PDT Staff Writer
Despite lost time from injuries, transfers and promotions, the Portsmouth Post of the Ohio State Highway Patrol put up some numbers in 2012 and has already jumped into 2013 with both feet.
“They operated with less people and did more,” Portsmouth Post Commander, Lt. Karla Taulbee said. “You couldn’t ask for more than that.”
Taulbee said troopers stopped over 4,000 cars last year, up from stops in 2011.
“They were aggressively apprehending impaired drivers and the drug couriers,” Taulbee said. “Our crashes are also down from 2011. They investigated over 1,100 crashes in 2012, but that’s 148 less than we had in 2011. And they’re looking beyond the stop, which is what they’re trained to do.”
Troopers from the Portsmouth Post initiated 156 criminal cases last year, seizing marijuana, heroin, cocaine, crack cocaine, methamphetamine, and chemicals used to manufacture meth, prescription pills, and cash.
“We’re not even done with January yet, and we’re getting double seizures a night,” Taulbee said. “So far, this month alone, they (troopers) seized over 6,800 pills, 145 grams of marijuana, seven ounces and 46 grams of heroin, 14 ounces and 44 grams of cocaine. We got a stolen car. We got stolen tags, two loaded handguns, and that’s just from basically three weeks.”

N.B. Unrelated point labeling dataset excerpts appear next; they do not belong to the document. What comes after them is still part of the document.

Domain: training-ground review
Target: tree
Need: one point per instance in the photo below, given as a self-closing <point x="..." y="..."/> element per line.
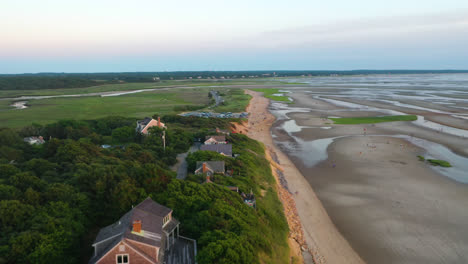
<point x="123" y="134"/>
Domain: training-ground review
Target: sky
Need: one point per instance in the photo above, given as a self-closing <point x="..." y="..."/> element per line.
<point x="179" y="35"/>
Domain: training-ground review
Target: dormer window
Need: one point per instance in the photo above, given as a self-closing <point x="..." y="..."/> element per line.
<point x="166" y="219"/>
<point x="122" y="259"/>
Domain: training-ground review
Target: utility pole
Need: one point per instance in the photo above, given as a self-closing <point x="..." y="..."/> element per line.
<point x="164" y="139"/>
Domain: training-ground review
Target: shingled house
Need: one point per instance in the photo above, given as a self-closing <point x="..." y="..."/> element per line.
<point x="210" y="167"/>
<point x="145" y="234"/>
<point x="145" y="124"/>
<point x="210" y="140"/>
<point x="223" y="149"/>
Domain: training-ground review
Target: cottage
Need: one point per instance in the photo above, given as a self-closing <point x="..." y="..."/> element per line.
<point x="145" y="234"/>
<point x="34" y="140"/>
<point x="223" y="149"/>
<point x="145" y="124"/>
<point x="210" y="140"/>
<point x="210" y="167"/>
<point x="220" y="131"/>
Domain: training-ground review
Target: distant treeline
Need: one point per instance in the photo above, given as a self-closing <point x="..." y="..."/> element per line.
<point x="74" y="80"/>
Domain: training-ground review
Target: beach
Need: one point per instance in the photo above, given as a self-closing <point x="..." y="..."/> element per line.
<point x="386" y="204"/>
<point x="325" y="242"/>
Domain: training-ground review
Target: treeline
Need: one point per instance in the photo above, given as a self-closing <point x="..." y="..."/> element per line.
<point x="76" y="80"/>
<point x="44" y="82"/>
<point x="54" y="197"/>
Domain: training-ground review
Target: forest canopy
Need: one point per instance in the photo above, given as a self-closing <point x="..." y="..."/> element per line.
<point x="55" y="197"/>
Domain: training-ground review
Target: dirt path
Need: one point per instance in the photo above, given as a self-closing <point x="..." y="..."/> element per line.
<point x="310" y="224"/>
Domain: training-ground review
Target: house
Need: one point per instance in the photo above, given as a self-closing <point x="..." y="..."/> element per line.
<point x="145" y="124"/>
<point x="209" y="140"/>
<point x="34" y="140"/>
<point x="146" y="234"/>
<point x="223" y="149"/>
<point x="210" y="167"/>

Taulbee also credited the inter-agency cooperation.
“We want to make the roadways safe, and it takes more than just us to do this, the whole law enforcement community,” Taulbee said. “I’m fortunate, with the New Boston PD, the Sheriff’s Department, and the Portsmouth PD, the Shawnee State (University) police, with David Thoroughman. We all work together as a group. We all discuss what’s going on and who needs help with what.”
Taulbee said Porter Township is the largest area of the county for automobile crashes, with that community accounting for a full 25 percent of the crashes.
“We’re going to be working with the the Sheriff’s Department, with the Porter Township deputies, and we’re just going to aggressively hit the red lights and stop signs in Porter Township, to get those crashes down,” Taulbee said. “Last year the city had three fatal crashes; two were alcohol related. I sat down with Chief (Robert) Ware and we got a game plan going on how we’re going to try to get those alcohol related crashes down, especially the fatals in the city.”
Taulbee said while the county’s crashes are down - their number of fatalities are up.
“We had 12 fatal crashes in 2011. We had 15 last year,” Taulbee said. “We also had two hit-skip fatal crashes, and one hit-skip resulted in serious injury. So I’m going to ask the public, when they are out and about, if they see a crash, to pay attention as to what the vehicle looks like - the drivers - to just kind of pay a little more attention to them. We don’t want people gawking or running off the road either. We just want them to be aware. The next day there might be a story in the Daily Times or on the radio, that we are looking for this information. And we need the public to be our eyes and ears.”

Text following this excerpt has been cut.